Drone technology takes center stage at World Ag Expo

Julissa Zavala
The Hanford Sentinel, Calif.

TULARE, Calif. — While drones certainly aren’t an emerging technology in the agriculture industry, they are evolving to better suit growers and farmers — which is why no other subject is more suitable to talk about as the World Ag Expo came to a rainy close on Feb. 14 at the International Agri-Center in Tulare.

This year’s expo theme was “Harvesting Technology” and there were plenty of cutting-edge innovations on display, all aimed at making the lives of those in the ag industry easier by managing cost and resources.

Gone are the days of using a drone just to take images to see if irrigation water was making it to all the plants or trees.

Now, software going into the drones is helping growers and ranchers in so many different, specified ways. Most of the drones have phone applications where the drones can be tracked, data evaluated or video and images can be downloaded.

Ultravance Corporation, based in Westlake Village, introduced “Bulldog,” a new type of unmanned aircraft designed specifically for ranchers.

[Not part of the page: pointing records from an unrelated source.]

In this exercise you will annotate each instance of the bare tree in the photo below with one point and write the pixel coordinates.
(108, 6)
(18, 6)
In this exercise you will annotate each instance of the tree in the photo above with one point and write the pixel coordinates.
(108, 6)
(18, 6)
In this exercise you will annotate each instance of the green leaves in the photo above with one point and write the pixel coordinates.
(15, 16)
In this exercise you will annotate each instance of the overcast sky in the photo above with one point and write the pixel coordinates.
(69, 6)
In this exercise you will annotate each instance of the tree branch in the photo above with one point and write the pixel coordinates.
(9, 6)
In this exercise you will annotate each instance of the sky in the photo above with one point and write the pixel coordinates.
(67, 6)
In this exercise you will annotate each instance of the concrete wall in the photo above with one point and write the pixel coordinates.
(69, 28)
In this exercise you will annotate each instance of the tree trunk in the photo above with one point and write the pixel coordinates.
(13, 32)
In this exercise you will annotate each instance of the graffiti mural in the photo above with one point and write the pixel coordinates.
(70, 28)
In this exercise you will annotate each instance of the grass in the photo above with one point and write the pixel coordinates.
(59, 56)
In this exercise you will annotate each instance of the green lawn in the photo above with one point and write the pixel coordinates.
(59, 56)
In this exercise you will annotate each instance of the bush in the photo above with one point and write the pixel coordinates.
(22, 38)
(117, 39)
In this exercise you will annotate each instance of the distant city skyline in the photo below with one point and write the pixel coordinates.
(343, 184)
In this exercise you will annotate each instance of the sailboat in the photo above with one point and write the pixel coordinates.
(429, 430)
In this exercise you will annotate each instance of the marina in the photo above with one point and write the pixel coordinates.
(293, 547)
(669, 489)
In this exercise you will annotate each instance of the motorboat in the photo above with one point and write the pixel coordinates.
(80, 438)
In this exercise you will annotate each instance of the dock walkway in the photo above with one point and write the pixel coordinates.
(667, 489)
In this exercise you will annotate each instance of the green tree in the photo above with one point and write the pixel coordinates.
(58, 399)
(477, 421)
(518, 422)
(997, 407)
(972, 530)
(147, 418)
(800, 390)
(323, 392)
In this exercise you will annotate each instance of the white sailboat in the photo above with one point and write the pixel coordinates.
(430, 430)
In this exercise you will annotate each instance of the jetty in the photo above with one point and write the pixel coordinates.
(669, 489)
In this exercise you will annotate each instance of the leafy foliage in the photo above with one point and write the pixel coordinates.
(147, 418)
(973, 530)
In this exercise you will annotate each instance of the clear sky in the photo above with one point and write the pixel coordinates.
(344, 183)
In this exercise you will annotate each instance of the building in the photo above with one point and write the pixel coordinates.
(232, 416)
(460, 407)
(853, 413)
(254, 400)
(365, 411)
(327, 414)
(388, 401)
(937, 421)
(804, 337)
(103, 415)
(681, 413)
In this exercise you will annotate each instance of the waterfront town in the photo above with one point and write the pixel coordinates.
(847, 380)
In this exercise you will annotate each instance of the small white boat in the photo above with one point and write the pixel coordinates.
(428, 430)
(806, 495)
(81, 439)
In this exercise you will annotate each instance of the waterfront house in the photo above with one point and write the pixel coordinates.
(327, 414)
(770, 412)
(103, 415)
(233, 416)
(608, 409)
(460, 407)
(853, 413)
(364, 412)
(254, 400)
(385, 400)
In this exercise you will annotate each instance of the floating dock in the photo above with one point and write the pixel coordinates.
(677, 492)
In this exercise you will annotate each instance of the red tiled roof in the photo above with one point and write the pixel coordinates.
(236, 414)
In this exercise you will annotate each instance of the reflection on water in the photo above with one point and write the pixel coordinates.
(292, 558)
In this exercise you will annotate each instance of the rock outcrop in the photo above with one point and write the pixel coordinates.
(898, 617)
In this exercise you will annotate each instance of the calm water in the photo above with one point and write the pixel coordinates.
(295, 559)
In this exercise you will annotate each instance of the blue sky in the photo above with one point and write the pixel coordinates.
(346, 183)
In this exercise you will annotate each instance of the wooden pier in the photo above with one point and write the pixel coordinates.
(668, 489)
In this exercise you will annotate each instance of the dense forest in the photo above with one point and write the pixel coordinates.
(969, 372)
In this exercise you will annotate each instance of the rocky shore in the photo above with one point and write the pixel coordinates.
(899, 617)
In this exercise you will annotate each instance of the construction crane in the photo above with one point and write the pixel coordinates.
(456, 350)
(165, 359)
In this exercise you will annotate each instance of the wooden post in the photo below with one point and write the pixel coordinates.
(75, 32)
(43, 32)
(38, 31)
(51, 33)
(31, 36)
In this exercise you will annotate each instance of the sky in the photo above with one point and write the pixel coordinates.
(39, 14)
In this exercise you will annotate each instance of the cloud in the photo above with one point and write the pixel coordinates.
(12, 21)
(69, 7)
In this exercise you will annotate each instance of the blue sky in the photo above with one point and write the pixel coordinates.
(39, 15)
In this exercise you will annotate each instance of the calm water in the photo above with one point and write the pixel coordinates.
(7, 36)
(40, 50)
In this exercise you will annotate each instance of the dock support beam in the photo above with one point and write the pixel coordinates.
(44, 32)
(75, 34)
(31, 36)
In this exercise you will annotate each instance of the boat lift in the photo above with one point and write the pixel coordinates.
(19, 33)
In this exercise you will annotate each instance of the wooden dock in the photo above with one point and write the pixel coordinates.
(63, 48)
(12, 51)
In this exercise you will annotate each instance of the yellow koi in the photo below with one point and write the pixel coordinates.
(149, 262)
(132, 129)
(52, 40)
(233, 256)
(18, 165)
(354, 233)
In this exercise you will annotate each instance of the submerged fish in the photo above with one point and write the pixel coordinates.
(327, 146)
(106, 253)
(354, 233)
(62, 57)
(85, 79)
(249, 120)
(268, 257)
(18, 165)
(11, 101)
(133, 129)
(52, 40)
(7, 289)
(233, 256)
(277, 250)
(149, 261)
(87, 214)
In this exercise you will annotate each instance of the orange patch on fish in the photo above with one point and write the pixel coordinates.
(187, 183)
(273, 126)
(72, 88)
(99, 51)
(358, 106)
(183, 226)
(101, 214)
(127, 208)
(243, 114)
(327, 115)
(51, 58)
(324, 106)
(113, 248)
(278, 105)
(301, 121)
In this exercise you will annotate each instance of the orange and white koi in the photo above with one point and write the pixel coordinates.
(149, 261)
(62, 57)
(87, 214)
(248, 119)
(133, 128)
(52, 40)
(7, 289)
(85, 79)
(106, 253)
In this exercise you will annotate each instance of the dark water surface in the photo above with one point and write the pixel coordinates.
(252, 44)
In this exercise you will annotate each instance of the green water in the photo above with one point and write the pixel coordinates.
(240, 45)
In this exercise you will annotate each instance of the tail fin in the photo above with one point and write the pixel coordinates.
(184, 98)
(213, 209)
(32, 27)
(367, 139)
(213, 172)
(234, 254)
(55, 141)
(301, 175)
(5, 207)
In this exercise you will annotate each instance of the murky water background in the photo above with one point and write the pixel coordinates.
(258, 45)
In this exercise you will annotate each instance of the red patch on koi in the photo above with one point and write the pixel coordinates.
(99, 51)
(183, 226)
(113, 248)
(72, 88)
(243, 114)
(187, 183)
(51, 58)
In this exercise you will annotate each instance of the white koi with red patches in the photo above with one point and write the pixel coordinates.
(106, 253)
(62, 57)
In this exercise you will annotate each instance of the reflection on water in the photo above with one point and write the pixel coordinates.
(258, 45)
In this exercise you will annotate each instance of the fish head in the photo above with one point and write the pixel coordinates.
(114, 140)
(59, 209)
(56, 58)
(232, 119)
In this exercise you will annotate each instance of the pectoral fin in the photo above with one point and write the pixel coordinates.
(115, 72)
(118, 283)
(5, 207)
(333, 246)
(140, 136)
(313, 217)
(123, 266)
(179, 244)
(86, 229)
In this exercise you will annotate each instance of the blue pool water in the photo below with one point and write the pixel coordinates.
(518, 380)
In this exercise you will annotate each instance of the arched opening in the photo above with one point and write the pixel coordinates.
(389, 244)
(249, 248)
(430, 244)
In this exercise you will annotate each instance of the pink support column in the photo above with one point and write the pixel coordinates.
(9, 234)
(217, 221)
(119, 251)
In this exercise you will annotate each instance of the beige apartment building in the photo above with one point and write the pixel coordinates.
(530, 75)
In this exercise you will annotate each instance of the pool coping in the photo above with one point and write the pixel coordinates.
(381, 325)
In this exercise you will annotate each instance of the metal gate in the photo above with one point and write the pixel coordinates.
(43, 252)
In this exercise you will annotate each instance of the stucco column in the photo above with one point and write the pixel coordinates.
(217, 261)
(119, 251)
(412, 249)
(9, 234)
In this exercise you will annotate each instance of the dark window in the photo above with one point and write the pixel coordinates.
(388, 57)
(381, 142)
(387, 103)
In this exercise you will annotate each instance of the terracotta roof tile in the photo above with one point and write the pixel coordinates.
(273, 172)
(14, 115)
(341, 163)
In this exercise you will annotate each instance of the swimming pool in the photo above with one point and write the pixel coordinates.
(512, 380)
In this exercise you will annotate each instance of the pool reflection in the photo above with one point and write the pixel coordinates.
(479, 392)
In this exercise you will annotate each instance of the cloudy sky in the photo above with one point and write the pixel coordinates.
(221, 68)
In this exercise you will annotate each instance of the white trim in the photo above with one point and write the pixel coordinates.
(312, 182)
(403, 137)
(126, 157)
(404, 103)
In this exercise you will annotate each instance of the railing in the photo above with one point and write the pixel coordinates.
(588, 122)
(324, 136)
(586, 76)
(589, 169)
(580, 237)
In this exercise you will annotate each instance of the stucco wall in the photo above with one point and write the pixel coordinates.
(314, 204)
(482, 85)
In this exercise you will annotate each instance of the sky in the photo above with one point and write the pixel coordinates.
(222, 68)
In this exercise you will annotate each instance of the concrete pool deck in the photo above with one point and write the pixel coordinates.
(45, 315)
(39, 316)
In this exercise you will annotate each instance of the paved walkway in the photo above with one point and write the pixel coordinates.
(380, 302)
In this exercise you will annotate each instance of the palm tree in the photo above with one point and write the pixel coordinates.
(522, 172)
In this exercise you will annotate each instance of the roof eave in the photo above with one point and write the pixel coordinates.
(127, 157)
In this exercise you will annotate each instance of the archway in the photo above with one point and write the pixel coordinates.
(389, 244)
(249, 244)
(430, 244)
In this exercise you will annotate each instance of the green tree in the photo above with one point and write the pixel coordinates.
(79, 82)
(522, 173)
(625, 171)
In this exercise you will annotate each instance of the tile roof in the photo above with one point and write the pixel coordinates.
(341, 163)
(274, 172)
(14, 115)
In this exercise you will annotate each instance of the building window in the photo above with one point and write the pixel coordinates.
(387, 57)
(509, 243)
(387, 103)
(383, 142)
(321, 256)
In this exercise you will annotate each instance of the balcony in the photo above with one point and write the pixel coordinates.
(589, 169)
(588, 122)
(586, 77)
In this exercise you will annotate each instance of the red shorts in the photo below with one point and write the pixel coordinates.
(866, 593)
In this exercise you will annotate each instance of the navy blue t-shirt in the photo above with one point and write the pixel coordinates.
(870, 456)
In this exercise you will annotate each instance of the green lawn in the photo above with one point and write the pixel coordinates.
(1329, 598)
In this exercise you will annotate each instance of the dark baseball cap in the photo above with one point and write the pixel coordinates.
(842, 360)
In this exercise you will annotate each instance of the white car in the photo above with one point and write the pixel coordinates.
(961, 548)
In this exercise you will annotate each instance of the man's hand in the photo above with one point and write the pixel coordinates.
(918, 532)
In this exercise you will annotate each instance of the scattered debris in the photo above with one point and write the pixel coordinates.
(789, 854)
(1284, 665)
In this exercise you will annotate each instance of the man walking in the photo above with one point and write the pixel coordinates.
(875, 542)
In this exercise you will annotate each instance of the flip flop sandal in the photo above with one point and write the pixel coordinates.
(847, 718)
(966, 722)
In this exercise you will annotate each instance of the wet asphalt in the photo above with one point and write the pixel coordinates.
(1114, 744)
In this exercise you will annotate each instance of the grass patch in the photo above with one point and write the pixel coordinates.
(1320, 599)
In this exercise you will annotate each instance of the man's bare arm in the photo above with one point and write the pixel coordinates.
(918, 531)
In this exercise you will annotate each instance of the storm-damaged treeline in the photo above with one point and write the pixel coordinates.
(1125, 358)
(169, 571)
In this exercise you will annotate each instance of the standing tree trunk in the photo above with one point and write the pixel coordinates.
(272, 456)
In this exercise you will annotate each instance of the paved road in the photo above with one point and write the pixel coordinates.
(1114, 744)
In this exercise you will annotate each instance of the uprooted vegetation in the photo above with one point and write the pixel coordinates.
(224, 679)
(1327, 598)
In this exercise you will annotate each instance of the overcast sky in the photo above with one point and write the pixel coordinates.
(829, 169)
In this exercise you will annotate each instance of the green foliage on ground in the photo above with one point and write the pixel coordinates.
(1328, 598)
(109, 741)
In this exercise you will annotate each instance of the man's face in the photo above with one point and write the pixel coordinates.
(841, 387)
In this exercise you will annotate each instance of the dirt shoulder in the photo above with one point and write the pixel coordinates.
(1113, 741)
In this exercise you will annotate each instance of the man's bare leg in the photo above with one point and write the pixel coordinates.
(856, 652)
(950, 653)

Steve Smith, application engineering director, has a 10-year background in drones for government defense. However, he said he was continually being asked by cattle ranchers for a drone that could fly long distances and stay in the air long enough to complete the work they needed.

“It was designed because people were asking for it,” he said.

The drone boasts short take-off and landing capabilities, and can be integrated with video, multispectral camera or infrared to boost functionality. It is also optimized for quiet operation to reduce stress on livestock.

Bulldog has a flight time of up to two hours and a maximum range of six miles. Smith said it gives ranchers the freedom to not have to drive out to check a water tank or fence, or make sure the bulls are in the right pasture.

“It allows the ranchers to do these things in a few minutes, where otherwise it would take hours,” Smith said.

While wings and propellers have been around for a long time now, Smith said software and camera payload have seen the most changes, even in the last year.

Ventura County-based AeroVironment was showcasing its “Quantix” hybrid drone, which is a fully integrated drone and data analytics ecosystem for the commercial ag industry.

The hybrid design allows the aircraft to launch vertically and transition to horizontal flight, which maximizes the aerodynamic efficiency and range. It can survey up to 400 acres per 45 minute flight.

Every year, drone technology and data analytics is being more accepted and embraced by the ag industry, said Eric Thompson, flight operations manager.

“It’s something that the farmers are really pushing forward with and integrating into their actual daily use and decisions,” he said.

Over the past several years, Thompson said drone technology has been narrowed down and integrated customer feedback to help deliver products that are more insightful to the users and fit their needs.

“It’s a full ecosystem that we’re starting to create and build,” Thompson said. “That’s why we created Quantix, to be that extra tool to provide more efficient decisions.”

Mark Dufau, director of business development, said the software on the drones is more important than the hardware because that data that can be accessed and used in a commercial operation.

For example, Thompson said growers can use the aircraft scout the fields and take multispectral orthomosaic imagery (stitching pictures) that can determine if there is stress on plants or if they need more nutrients, without having to walk the whole field themselves.

Dufau said precision technology is constantly changing and will be something that continues to evolve.

“The drone itself is cool, but the real important thing is how to use an image to better farming operations,” Dufau said. “That’s really the goal.”